La ristorazione popolare e le tavole domestiche non l’hanno mai messa in discussione, ma la storia ci racconta quanto questo prodotto abbia vissuto la sua crisi, un Giovedì nero (per citare la borsa americana del ’29) arrivata attraverso una minaccia che gli chef hanno elaborato da soli negli anni Settanta.
In quel periodo infatti nasce in Francia la Nouvelle Cuisine, affermazione di creatività, abbandono di salse pesanti. “Sarai creativo” è uno dei comandamenti di questa avanguardia, sposata anche da molti cuochi italiani partiti con destinazione Oltralpe per imparare le tecniche della grande nuova cucina.
“Cucinare non è bollire la pasta”. Con questa lapidaria affermazione i francesi ironizzavano sul nostro piatto nazionale e sulle nostre capacità di fare cucina. Travolti dalla tempesta del dubbio, quello di non riuscire a traghettare la pasta dal mondo delle trattorie a quello dell’alta ristorazione, il prodotto sparisce dai menù dei locali più prestigiosi e laddove rimane è rivisto in versioni – con tutto il rispetto – piuttosto discutibili. Primo fra tutti Gualtiero Marchesi, che ridimensiona le tradizionali abbondanti porzioni proponendo l’emblematico piatto costituito da 8 penne (otto) dalle quali spuntano altrettante punte di asparago. Gli spaghetti, da fumanti diventano freddi e serviti come antipasto in insalata con astice o caviale.

pasta fresca
Erano gli anni ’80, ma ancora oggi nei ristoranti che si fregiano di una o più stelle Michelin non è facile trovare un piatto di pasta secca. Al loro posto risotti, paste fresche e ripiene. Ma, scusate la provocazione, anche tutto questo non è semplice, collaudata, storica tradizione del nostro Paese?
E comunque alla fine, nel 2006, arriva da Firenze un messaggio forte, chiaro, rivoluzionario e irriverente verso i puristi della Nouvelle Cuisine: l’Enoteca Pinchiorri, 3 stelle Michelin, mette in carta gli Spaghetti con stracotto di coniglio e cozze. È la Breccia di Porta Pia della pasta secca alla riscossa. Non bastasse, c’è accanto alla creazione di sughi innovativi, tutta una serie di rivisitazioni di piatti di pasta che hanno fatto epoca, anche da parte di chef giovani e di chiara fama. Un esempio?
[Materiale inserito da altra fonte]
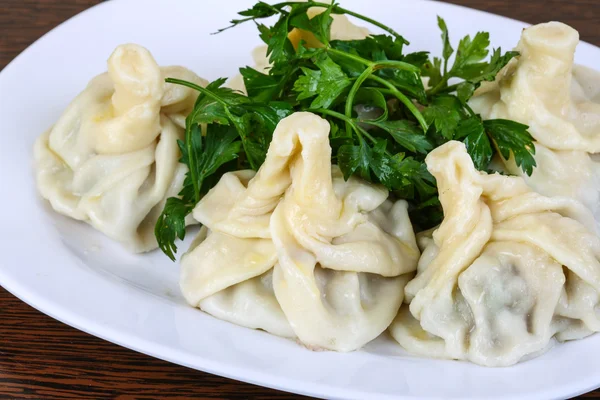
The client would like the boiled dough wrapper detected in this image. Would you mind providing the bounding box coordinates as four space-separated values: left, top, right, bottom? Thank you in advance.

La cacio e pepe di Davide Oldani.
SPAGHETTI AL CARTOCCIO CACIO, PEPE E LIMONE
Ingredienti per 4 persone
Per gli spaghetti: 280 gr di spaghetti, 5 gr di olio extravergine d’oliva, 3 gr di sale.
Per la salsa: 200 ml di latte, 30 gr di Grana Padano grattugiato, 40 gr di pecorino di Pienza grattugiato, 2 gr di sale fino, 5 gr di Maizena diluita in acqua fredda.
Per la finitura: la scorza di 1 limone non trattato, 2 gr di pepe nero macinato, 4 foglie di argento alimentare (nei negozi specializzati).

Cacio e pepe di Davide Oldani
Cuocere gli spaghetti al dente, scolarli e condirli con olio extravergine. Far bollire il latte in una casseruola poi legare con la Maizena. Togliere dal fuoco e unire Grana e pecorino. Frullare tutto e passare al setaccio. Suddividere gli spaghetti sui piatti individuali e coprirli con la foglia d’argento. Servire con la salsa al cacio preparata, completare con la scorzetta di limone grattugiata.
Ecco, se fossi la pasta secca mi verrebbe da dire: “Sono tornata!”